Luskin's predictions courted controversy again in 2008 when, in a September The Washington Post opinion piece, he cited evidence of what he claimed were factual errors made by Barack Obama and members of his presidential campaign concerning the state of the economy. Luskin claimed that the market was healthy, and Obama was simply using the state of the economy to discredit John McCain. However, the following day, Lehman Brothers filed for the biggest bankruptcy in US history and two days later, on September 16, stock markets imploded. Additionally, in the same editorial, he cited evidence that the economy was weak, but not in recession. He wrote, "…anyone who says we're in a recession, or heading into one—especially the worst one since the Great Depression—is making up his own private definition of recession." Shortly afterward, following the sudden collapse of Lehman and several other large financial firms, the economy sharply worsened, and was subsequently declared to have been in recession all year by the National Bureau of Economic Research. Foreign Policy included Luskin's prediction in its list of "The 10 Worst Predictions for 2008" on its website. The editors of The Yale Book of Quotations also made note of the inopportune timing of Luskin's editorial and included his prediction in their list of "Top ten quotes of 2008". He has been singled out for "some of the worst, money losing commentary of the past few years."

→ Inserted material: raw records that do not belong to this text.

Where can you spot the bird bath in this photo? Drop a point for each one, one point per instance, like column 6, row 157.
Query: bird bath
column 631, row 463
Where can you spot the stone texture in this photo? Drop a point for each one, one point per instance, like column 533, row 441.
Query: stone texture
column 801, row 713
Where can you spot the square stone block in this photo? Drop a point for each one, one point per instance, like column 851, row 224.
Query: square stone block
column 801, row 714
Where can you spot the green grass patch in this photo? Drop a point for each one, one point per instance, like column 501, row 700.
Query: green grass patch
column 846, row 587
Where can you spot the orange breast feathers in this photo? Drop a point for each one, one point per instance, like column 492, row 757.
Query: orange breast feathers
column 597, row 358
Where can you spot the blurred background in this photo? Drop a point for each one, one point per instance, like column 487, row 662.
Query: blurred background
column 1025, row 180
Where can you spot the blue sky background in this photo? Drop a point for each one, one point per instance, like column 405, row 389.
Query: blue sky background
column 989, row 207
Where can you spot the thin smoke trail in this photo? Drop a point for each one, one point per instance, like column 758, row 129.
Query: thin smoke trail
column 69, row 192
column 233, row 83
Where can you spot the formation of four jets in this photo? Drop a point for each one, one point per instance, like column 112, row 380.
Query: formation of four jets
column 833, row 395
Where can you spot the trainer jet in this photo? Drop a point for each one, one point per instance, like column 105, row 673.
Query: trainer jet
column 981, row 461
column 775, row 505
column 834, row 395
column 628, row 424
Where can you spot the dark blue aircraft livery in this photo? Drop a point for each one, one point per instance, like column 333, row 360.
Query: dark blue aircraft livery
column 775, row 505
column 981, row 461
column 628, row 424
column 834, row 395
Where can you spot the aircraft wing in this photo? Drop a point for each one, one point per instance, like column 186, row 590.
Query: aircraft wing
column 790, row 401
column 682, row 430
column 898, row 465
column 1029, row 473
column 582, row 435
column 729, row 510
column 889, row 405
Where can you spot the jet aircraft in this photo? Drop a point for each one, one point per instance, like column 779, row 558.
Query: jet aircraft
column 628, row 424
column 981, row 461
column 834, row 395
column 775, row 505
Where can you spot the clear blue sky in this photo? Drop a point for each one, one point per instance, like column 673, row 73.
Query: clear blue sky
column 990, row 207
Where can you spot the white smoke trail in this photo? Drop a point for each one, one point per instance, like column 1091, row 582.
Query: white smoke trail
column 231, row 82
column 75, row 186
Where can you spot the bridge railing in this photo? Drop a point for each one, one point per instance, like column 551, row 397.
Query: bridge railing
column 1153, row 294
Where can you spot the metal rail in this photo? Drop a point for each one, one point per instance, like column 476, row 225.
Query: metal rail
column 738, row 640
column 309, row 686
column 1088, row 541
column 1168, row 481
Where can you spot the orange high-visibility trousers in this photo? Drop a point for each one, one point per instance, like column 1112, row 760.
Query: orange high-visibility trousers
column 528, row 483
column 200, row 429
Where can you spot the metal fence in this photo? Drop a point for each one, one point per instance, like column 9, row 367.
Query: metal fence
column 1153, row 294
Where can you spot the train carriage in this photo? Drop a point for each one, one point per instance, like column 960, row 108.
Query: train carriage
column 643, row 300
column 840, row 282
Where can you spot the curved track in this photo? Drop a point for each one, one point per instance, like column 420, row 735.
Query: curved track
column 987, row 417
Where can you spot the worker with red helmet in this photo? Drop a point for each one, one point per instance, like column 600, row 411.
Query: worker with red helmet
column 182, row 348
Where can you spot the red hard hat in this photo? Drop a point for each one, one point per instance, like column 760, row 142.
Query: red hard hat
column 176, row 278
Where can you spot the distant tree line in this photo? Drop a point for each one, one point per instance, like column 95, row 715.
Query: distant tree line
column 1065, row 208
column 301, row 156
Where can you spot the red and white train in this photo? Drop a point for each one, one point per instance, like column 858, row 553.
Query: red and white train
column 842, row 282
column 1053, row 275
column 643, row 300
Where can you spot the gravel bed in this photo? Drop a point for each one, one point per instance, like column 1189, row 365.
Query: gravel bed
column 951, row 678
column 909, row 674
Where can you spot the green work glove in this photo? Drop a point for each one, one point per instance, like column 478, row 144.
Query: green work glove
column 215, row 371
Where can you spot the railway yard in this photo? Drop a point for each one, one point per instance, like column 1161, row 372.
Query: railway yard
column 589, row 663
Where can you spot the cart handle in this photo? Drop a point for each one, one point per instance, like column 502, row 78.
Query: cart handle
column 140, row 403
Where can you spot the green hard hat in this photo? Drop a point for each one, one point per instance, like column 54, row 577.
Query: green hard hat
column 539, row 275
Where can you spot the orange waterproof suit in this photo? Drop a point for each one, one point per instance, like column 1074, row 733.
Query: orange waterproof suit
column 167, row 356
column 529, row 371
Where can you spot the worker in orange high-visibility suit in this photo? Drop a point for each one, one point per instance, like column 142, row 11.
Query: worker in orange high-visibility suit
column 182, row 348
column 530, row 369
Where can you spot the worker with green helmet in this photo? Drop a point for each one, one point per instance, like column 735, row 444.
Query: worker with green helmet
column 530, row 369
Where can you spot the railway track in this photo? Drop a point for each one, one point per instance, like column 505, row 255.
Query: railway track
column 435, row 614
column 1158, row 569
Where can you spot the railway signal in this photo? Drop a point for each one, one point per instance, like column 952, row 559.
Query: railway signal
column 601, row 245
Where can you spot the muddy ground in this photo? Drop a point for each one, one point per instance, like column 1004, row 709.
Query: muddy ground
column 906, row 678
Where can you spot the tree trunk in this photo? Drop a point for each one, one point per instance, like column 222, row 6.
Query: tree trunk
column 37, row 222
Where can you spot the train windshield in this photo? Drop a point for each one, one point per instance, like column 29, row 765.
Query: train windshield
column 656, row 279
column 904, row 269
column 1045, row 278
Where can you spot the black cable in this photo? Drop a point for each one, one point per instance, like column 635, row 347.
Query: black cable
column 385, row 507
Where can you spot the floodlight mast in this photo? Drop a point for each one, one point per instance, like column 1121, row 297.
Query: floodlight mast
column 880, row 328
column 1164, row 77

== Conflicts with Paul Krugman ==
Luskin has been controversial as a public intellectual. Much of his blog and many of his NRO columns were devoted to arguments that economic facts, figures, and trends are distorted by politicians, pundits and the media. He has a particular animosity towards The New York Times, especially columnist and Nobel laureate Paul Krugman, whose economic pronouncements he endeavored to debunk. Luskin was de facto leader of what he called the "Krugman Truth Squad," an ad hoc group of bloggers dedicated to detailing and rebutting what they consider Krugman's lies and distortions.

According to Daniel Okrent, former Public Editor of the Times, "Luskin serves as Javert to Krugman's Jean Valjean. From a perch on National Review Online, he regularly assaults Krugman's logic, his politics, his economic theories, his character and his accuracy." Luskin claims that his work has resulted in corrections from Krugman and "the imposition of a new and more rigorous corrections policy for the entire Times editorial page."

Krugman occasionally responded directly to Luskin's criticisms. In one instance Luskin accused Krugman of making an error in his appraisal of the costs and effects of the 2003 tax cuts. Krugman responded with a series of postings on his website. In one such posting, apparently referring to the persistence of Luskin's criticisms, Krugman humorously referred to Luskin as his "stalker-in-chief". Later, after Luskin appeared at a Krugman book signing, Krugman said of Luskin on the Fox News television program Hannity and Colmes, "That's a guy, that's a guy who actually stalks me on the web, and once stalked me personally". The animosity between Luskin and Krugman became so intense it became the subject of a story in The New Yorker with extensive remarks from both men. Krugman's characterization of Luskin as a stalker was repeated by blogger Atrios (Duncan Black) prompting a threat of legal action from lawyers representing Luskin.